Perhaps you're actually looking at a non-linked .o, where the branch target was just a placeholder to be filled in by the linker. (And the reference to the undefined symbol is a linker error waiting to happen). The encoding of e0 8f 00 00 certainly fits that: the assembler didn't find the branch target label in the .s the compiler gave it, so it treated it as an external symbol and used a branch with more displacement bytes. Apparently on AVR32, relative branch displacements are relative to the start of the branch instruction, unlike many ISAs where it's relative to the end of the branch. (i.e. PC while an instruction is decoded/executed has already been incremented.)
So that would explain your lack of linker errors (because you never ran the linker), and seeing a bogus branch target. Update: this was being linked, but into a library. So the library itself still had an unresolved symbol.
The target defined in another inline asm statement is present in the compiler's asm output, so the assembler finds it and can use a short rjmp.
(Some assemblers help you catch mistakes like this by requiring extern foo declarations. GAS does not; it simply assumes that any undefined symbol is extern. GAS syntax comes from traditional Unix assemblers that are designed to assemble compiler output, where ancient compilers that only compiled one C function at a time (not whole-file optimization) wouldn't know whether a definition for a function would appear in this .c file or a separate .c file. So this syntax enables one-pass compiling of C on machines without enough memory to go back and add extern declarations for symbols that aren't defined later in the asm output.)

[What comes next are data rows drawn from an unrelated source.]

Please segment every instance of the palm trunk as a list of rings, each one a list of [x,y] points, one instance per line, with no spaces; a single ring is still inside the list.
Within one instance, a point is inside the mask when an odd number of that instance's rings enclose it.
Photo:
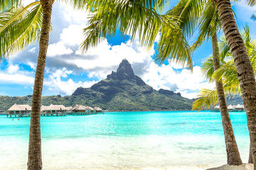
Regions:
[[[256,81],[248,53],[239,33],[230,0],[216,0],[220,22],[234,58],[247,114],[254,169],[256,170]]]
[[[248,160],[249,164],[253,164],[252,153],[253,153],[253,152],[252,149],[252,144],[250,142],[250,152],[249,152],[249,160]]]
[[[39,54],[32,97],[28,170],[42,169],[40,112],[44,69],[46,67],[46,52],[49,41],[49,30],[53,1],[52,0],[41,0],[41,4],[43,10],[43,23],[40,37]]]
[[[218,60],[219,50],[218,47],[217,33],[215,32],[212,35],[213,60],[214,71],[220,68],[220,61]],[[222,81],[215,81],[218,100],[220,104],[220,115],[223,123],[225,144],[227,152],[227,162],[229,165],[241,165],[242,164],[238,147],[235,141],[234,132],[229,116],[227,103],[223,90]]]

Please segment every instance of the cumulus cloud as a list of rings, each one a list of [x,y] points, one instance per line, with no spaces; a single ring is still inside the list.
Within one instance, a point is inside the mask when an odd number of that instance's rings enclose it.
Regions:
[[[72,70],[68,70],[65,68],[58,69],[51,74],[48,79],[46,79],[44,85],[50,93],[71,95],[79,86],[90,87],[97,82],[95,81],[84,82],[80,81],[75,83],[72,79],[68,79],[68,81],[62,80],[62,78],[67,78],[72,72]]]
[[[62,15],[65,23],[58,23],[58,26],[53,23],[53,28],[57,28],[57,32],[53,29],[48,47],[44,83],[49,94],[70,95],[78,86],[90,87],[105,79],[112,70],[115,71],[124,58],[131,63],[134,73],[155,89],[169,89],[181,92],[183,96],[194,98],[200,88],[209,86],[199,67],[194,67],[192,74],[174,62],[158,66],[152,59],[154,50],[152,48],[148,52],[139,47],[138,38],[132,43],[129,41],[112,46],[106,38],[102,38],[97,47],[90,48],[85,54],[82,54],[79,46],[85,38],[82,28],[86,27],[88,13],[74,11],[70,6],[62,4],[56,4],[59,9],[58,17]],[[53,21],[57,20],[54,17],[53,15]],[[158,40],[159,36],[156,41]],[[35,52],[38,49],[38,46],[28,48],[11,59],[11,62],[23,62],[35,70],[37,62]],[[26,56],[26,60],[23,56]],[[18,67],[10,65],[8,70],[8,74],[16,75]],[[90,80],[75,81],[73,79],[74,75],[78,76],[81,73],[85,74],[85,79],[91,78]],[[23,79],[33,84],[33,78],[27,76],[23,77]],[[22,82],[22,80],[19,81]]]
[[[73,50],[64,45],[63,42],[50,44],[47,50],[47,57],[55,57],[56,55],[70,55]]]

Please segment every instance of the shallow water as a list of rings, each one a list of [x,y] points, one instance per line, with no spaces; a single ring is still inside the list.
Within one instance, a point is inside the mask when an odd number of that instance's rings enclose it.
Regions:
[[[245,113],[230,113],[244,162]],[[0,169],[26,169],[29,118],[0,116]],[[43,169],[203,169],[226,162],[220,113],[158,111],[41,117]]]

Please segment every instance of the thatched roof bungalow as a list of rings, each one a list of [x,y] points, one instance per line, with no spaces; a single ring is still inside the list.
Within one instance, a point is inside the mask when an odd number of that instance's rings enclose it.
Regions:
[[[31,106],[29,105],[17,105],[14,104],[8,109],[9,114],[26,114],[31,112]]]
[[[220,106],[217,105],[214,107],[214,111],[220,111]]]
[[[228,106],[228,111],[233,111],[233,109],[234,109],[234,106],[229,105],[229,106]]]
[[[66,107],[66,109],[67,109],[68,111],[69,111],[69,110],[71,110],[72,108],[73,108],[72,106]]]
[[[63,105],[50,105],[46,110],[46,113],[63,113],[67,111],[67,108]]]
[[[99,108],[99,107],[95,107],[95,108],[94,108],[94,110],[95,110],[95,112],[96,112],[97,113],[102,113],[102,109],[101,109],[101,108]]]
[[[87,108],[82,105],[76,105],[70,109],[75,113],[85,113]]]
[[[46,109],[48,108],[48,106],[41,106],[41,112],[46,112]]]
[[[242,111],[245,107],[242,105],[238,104],[234,107],[234,111]]]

asm goto makes this safeGNU C inline asm does have syntax for jumping out of inline-asm statements (to C labels). https://gcc.gnu.org/onlinedocs/gcc/Extended-Asm.html#GotoLabels. And see an example on SO: Labels in GCC inline assembly. (Using x86 instructions, but the contents of the asm template are irrelevant to how you use the asm goto syntax.)
On targets without GCC6 syntax for condition-code / flag outputs, it can be a handy way to use a conditional branch in inline asm to jump to a some_label: return true; or fall through to a return false;. (Using condition flags as GNU C inline asm outputs)
But according to the commit message stating reasons for the Linux kernel dropping AVR32 support, AVR32 gcc is stuck at gcc4.2. asm goto only appeared in gcc4.5.
Unless the AtmelStudio compiler is (based on?) a more recent gcc, you simply can't safe do this safely.